A balanced frequency response from the main listening position means that a tone sweep throughout the audible spectrum remains at a consistent sound pressure level throughout. This is taking into account both the response of the speakers and the effects of the room on the sound they produce. You calibrate this through room treatment and equalization and measure it with an SPL meter, or just tune it by ear.
 
The sensitivity of any testing or measuring equipment used doesn't really need to be any better than human ears, but many are much better. So it isn't an issue.
 
Jan 20, 2014 at 10:28 PM Post #176 of 188
   
I'm looking at the whole system.

 
And that's why you are completely missing the point. Some things in the chain are relevant to accuracy, and some things are relevant to subjective creativity. There are artists and craftsmen involved. It isn't all art. Certain things are technical in nature.
 
Miking is done to work well with calibrated speakers placed 8 to 10 feet apart in a normal listening/living room. If there weren't playback standards that recording techniques were designed to adhere to, you would need a different playback system for every recording. Chaos.
 
I've supervised sound mixes. Would you like me to tell you a little bit about how mixing stages are set up?
 
Originally Posted by raddle /img/forum/go_quote.gif
 
I agree there are some people who treat the situation as you describe, but I don't trust them to be able to reproduce an original acoustic, musical event with subjective accuracy.

 
You're assuming that recorded music is intended to exactly reproduce the live performance. It isn't. There are creative decisions in recording involved in translating the live event into a new creative work- the recording. Performances and recordings are two completely separate things. Each one has its own strengths and weaknesses that the sound engineer needs to address to optimize the end product. The exception to this would be binaural recordings designed for headphone listening, but those are the exception, not the rule.
 
Jan 20, 2014 at 10:33 PM Post #177 of 188
   
  A balanced frequency response from the main listening position means that a tone sweep throughout the audible spectrum remains at a consistent sound pressure level throughout. This is taking into account both the response of the speakers and the effects of the room on the sound they produce. You calibrate this through room treatment and equalization.
 
 

 
So you are saying that for accuracy the in-room response (gated out to how ms? you didn't answer me) is more important than the anechoic response? Are you neglecting the anechoic response entirely? What's your justification for these things in objective terms?
 
Jan 20, 2014 at 10:36 PM Post #178 of 188
   
And that's why you are completely missing the point.
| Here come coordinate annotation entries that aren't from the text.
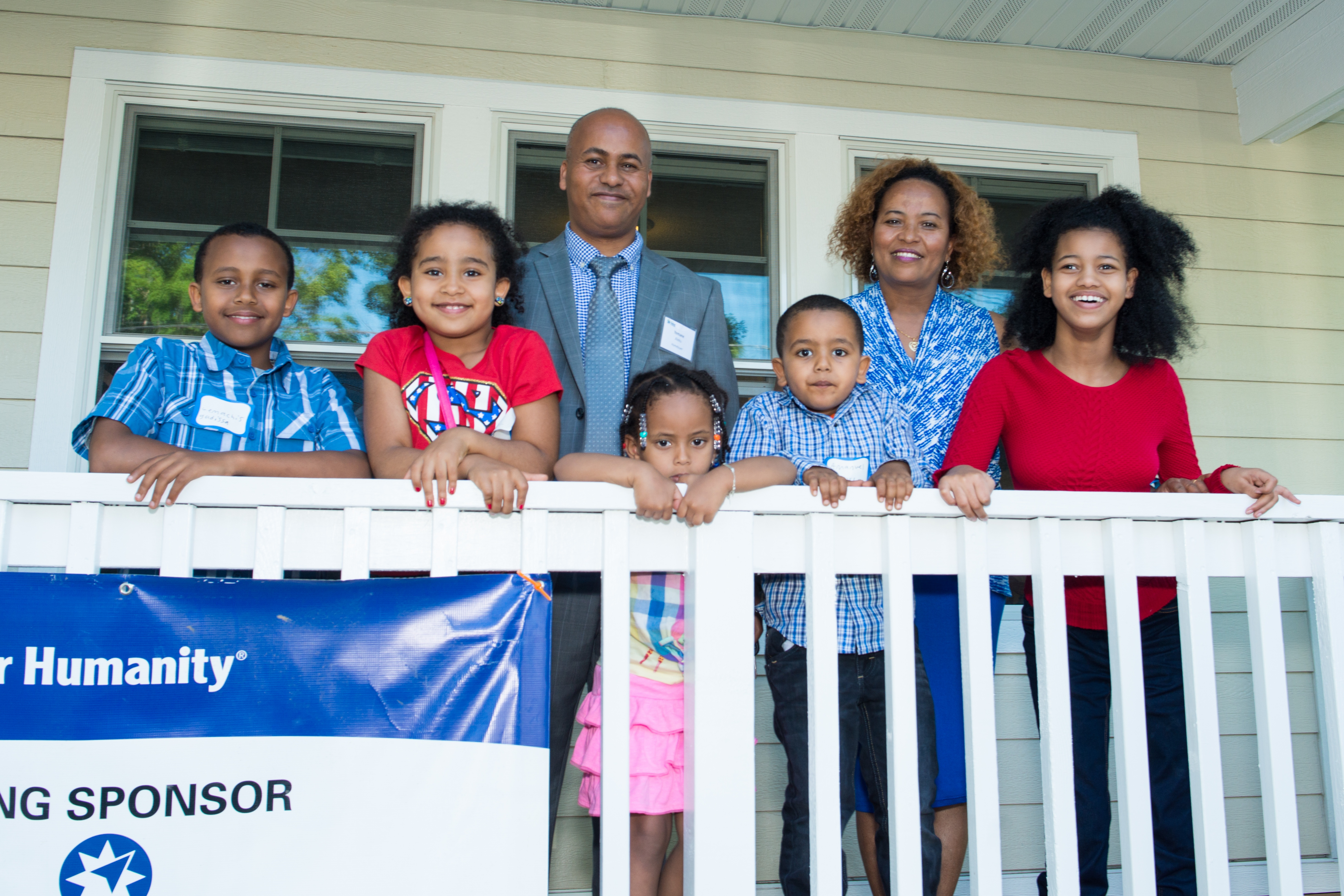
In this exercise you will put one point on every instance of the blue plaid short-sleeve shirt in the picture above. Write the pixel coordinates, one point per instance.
(208, 397)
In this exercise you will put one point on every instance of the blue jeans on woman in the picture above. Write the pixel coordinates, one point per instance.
(1168, 769)
(863, 735)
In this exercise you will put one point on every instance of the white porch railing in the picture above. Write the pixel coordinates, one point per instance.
(84, 523)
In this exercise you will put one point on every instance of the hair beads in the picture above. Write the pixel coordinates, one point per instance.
(673, 379)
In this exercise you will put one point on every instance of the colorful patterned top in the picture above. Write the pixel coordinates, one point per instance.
(957, 339)
(658, 627)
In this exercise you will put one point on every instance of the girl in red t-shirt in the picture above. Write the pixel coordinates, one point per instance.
(455, 391)
(1091, 405)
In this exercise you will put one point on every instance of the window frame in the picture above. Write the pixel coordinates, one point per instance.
(752, 373)
(118, 346)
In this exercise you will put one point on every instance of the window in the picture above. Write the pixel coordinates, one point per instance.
(338, 194)
(1014, 195)
(712, 210)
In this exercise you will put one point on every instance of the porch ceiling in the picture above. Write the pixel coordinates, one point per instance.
(1288, 70)
(1214, 31)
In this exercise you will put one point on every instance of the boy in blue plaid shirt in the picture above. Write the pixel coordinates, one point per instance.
(838, 433)
(233, 404)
Some things in the chain are relevant to accuracy, and some things are relevant to subjective creativity. There are artists and craftsmen involved. It isn't all art. Certain things are technical in nature.
 

 
It doesn't really matter what's artistic and what's technical.. there is an original event and a final result, and that result can be judged by its accuracy to the original.
 
You are describing a process which ignores subjective accuracy. That's fine, but I certainly wouldn't trust you to produce a recording that gets musical details right.
 
Jan 20, 2014 at 10:40 PM Post #179 of 188
I'm a professional producer, not an "armchair expert". I've supervised many many recording sessions and sound mixes. I don't think you are a particularly good judge of whether I am qualified to do that or not. Sorry!
 
Edit: But it really is nice of me to be so patient explaining things to you, isn't it?
 
Jan 20, 2014 at 10:43 PM Post #180 of 188
   
Are you neglecting the anechoic response entirely?

 
An anechoic chamber is a tool for measuring how speakers sound independent of room acoustics. No one has an anechoic chamber in their home, so yes, I do neglect that entirely. Accuracy is how your equipment performs in your living room.